I have a 3.55 to one rear with a Keistler five-speed that lets me run at 1,900 RPM over 60 MPH in fifth gear. Good luck, your car is really coming along Judge.


----------



## Indecision (Oct 24, 2010)

The 4.10s don't scare me, I just wish I could fit a T56 without cutting out the transmission tunnel, I can't justify a Lenco for the price (assuming it would fit) and I would have to cut up the floor to fit 6 shift levers, and there isn't a good bolt up 6spd solution for these cars.
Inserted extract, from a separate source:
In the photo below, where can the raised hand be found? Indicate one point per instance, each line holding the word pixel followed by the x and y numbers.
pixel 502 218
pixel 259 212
It blows.


----------



## 66tempestGT (Nov 28, 2009)

you can make any amount of shifts with a lenco from 2 on up depending on how many segments you stack together. although i can't think of any reason you would want to. a six speed lenco would be about 5 feet long including the bellhousing. and a ridiculous waste of money. :willy:


----------



## jetstang (Nov 5, 2008)

Indecision said:


> And Jetstang, was the car with 4.88s a 1/8th mile car? Just curious.


I figure it was, I never took it to the strip, 25 miles away, and it revved too high. And my L60s wouldn't of hooked anyway, but it was FUN!! That was in 92. Had dual carbs on it, got 3 MPG!! Swapped to a single 4 and got 9 MPG.


----------



## GTO JUDGE (May 14, 2005)

Indecision said:


> The 4.10s don't scare me, I just wish I could fit a T56 without cutting out the transmission tunnel, I can't justify a Lenco for the price (assuming it would fit) and I would have to cut up the floor to fit 6 shift levers, and there isn't a good bolt up 6spd solution for these cars. It blows.


Someone spent $$ transforming it to race, all the evidence pointed to it. While it suited that guy, the car is now retired from racing, I am now spending some serious $$ to get it back and to do it right. I don't do a lot of highway driving with it because of the high rev's, I debated removing that rear, but I want the car restored to where it should be, or pretty close to it. When I drove it on the TP that motor was laboring pretty good at only 55mph. From traffic light to traffic light that thing would knock the snot out of anyone, and the gas gauge was constantly moving backwards  I really don't need those gears for what I want it for, just to cruise and show. The guy I sold it to is putting it in a '71 and modifying the car with overdrive so this ideal for him.

At the ripe old age of 53 I am getting into the craze that I missed out on in my 20's. Thing is now, the memory ain't what it was


----------



## Indecision (Oct 24, 2010)

66tempestGT said:


> you can make any amount of shifts with a lenco from 2 on up depending on how many segments you stack together. although i can't think of any reason you would want to. a six speed lenco would be about 5 feet long including the bellhousing. and a ridiculous waste of money. :willy:


I know this, hence why I said that I can't justify it for the price (a 6spd would be about 7 grand), and assuming it would fit. I knew it would be long, but it is shorter in height than the T56. Like I said, I just wish there was a good bolt up 6spd solution for these cars.


----------